CREMS staff have undertaken, are engaged with, or are currently planning groundbreaking projects on a range of early modern topics of international significance.  A small selection of these are explored below.

Tara Hamling has just published a new book, A Day at Home in Early Modern England, 1500-1700, co-authored with Catherine Richardson, and which provides an outstanding new scholarly resource exploring the materiality of everyday life. This builds on her work as Co-Investigator for an AHRC-funded research network, Ways of Seeing the English Domestic Interior, 1500-1700 (2012-2013) and continues to inform Tara's work in partnership with the Shakespeare Birthplace Trust on the Material Culture and Cultural Heritage of Shakespeare's England. Jonathan Willis has just published The Reformation of the Decalogue: Religious Identity and the Ten Commandments in England, 1485-1625 and shares his research via his blog, The Many Headed MonsterKaren Harvey, author of History and Material Culture: A Student's Guide to Using Alternative Sources, has just published a new edition of this widely-used text book and is currently writing about Mary Toft, a woman at the centre of a hoax that claimed she gave birth to seventeen rabbits. 

Richard Cust and Andrew Hooper received AHRC funding for a major project to research and edit the records of Court of Chivalry for the period 1634-1640.  The projected resulted in an online searchable database of records from the court's heyday, The Court of Chivalry, as well as the companion volume R.P.Cust and A.J.Hopper (eds), Cases in the High Court of Chivalry, 1634-1640 (Harleian Society, new series vol. 18, 2006). Richard, a leading authority on early Stuart political culture, is currently writing, research and talking about the material culture of lineage as well as concepts of masculinity amongst the early modern English gentry.
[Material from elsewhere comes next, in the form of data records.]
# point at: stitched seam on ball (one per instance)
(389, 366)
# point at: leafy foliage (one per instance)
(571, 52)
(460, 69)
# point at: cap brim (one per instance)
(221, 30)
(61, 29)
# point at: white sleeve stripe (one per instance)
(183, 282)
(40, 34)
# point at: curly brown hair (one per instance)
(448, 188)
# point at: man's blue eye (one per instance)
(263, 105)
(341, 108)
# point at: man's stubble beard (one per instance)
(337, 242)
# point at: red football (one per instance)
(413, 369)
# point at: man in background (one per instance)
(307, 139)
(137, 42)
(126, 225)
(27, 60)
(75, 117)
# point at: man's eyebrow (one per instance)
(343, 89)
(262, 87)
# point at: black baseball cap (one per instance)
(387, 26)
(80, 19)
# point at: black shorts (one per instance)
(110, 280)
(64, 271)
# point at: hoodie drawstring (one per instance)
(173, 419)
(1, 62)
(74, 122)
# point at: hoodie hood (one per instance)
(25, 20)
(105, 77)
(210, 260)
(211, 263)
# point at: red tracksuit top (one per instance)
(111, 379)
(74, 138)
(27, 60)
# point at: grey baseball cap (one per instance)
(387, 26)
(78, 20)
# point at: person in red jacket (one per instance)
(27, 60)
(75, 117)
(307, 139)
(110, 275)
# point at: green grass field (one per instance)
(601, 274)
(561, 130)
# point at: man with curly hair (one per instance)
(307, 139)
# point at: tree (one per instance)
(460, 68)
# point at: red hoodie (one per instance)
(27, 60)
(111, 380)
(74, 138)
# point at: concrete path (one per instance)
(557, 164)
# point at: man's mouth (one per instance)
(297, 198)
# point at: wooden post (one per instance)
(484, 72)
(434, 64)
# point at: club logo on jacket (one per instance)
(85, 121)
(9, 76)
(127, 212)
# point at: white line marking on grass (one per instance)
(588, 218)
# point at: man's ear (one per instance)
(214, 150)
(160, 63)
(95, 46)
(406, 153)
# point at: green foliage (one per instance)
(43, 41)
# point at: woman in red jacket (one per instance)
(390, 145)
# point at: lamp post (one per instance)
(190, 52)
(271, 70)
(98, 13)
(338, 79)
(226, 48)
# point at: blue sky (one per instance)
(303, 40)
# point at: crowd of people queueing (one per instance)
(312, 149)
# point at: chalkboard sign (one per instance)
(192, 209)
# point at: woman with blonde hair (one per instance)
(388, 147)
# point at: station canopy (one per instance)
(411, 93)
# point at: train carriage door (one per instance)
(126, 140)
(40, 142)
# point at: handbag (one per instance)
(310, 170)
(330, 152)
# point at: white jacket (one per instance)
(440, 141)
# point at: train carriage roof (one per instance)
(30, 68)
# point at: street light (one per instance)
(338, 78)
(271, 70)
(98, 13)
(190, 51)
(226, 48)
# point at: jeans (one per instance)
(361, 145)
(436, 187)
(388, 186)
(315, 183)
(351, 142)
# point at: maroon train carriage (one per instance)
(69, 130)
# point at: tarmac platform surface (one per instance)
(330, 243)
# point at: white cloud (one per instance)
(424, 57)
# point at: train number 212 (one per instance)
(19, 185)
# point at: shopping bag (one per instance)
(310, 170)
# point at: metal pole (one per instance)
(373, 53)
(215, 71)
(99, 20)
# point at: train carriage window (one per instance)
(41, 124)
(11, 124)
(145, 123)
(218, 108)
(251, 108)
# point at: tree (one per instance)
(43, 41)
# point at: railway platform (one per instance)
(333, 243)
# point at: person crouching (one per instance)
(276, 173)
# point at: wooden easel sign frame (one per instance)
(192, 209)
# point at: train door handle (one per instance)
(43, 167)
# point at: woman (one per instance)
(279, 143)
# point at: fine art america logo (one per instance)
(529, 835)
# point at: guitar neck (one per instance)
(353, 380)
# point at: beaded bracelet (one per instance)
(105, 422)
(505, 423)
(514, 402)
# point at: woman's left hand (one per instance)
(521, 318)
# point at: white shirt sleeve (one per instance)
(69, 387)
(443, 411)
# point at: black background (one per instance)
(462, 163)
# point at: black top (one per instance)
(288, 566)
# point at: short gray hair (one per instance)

Gillian Wright is currently working on a monograph on English women's poetry, the research for which has been supported by a British Academy small project grant. Hugh Adlington talks about his research in person here. Peter Auger is a founder member of the Early Modern Boundaries network and is an advocate for international collaboration. Cultural Value in Twenty-first Century England: The Case of Shakespeare, written by Kate Rumbold and Kate McCluskie of the Shakespeare Institute, is now available in paperback. Simon Smith is also a member of both the Shakespeare Institute and CREMS and has just published his new book on musical response in the early modern playhouse

CREMS is home to Birmingham Fellows from History and English Literature, including Noah Millstone, an expert on early modern pamphlets and Nick Hardy, whose work focuses particularly on the relationship between renaissance humanism and religious writing. Kate Smith, a specialist in the history of empire in the eighteenth and early nineteenth century  and Tom Cutterham - talking about his work here - whose work focuses on eighteenth-century US history, ensure that the CREMS research environment reaches beyond the seventeenth century. Marga Small and Chris Markiewizc, experts on early modern geography and exploration, and the intellectual and political history of the Ottoman empire respectively, situate the early modern world in its global context.

Research in CREMS considers the early modern period at its widest temporal and spatial parameters and offers a research community that produces cutting edge and internationally excellent research across Reformation and early modern studies.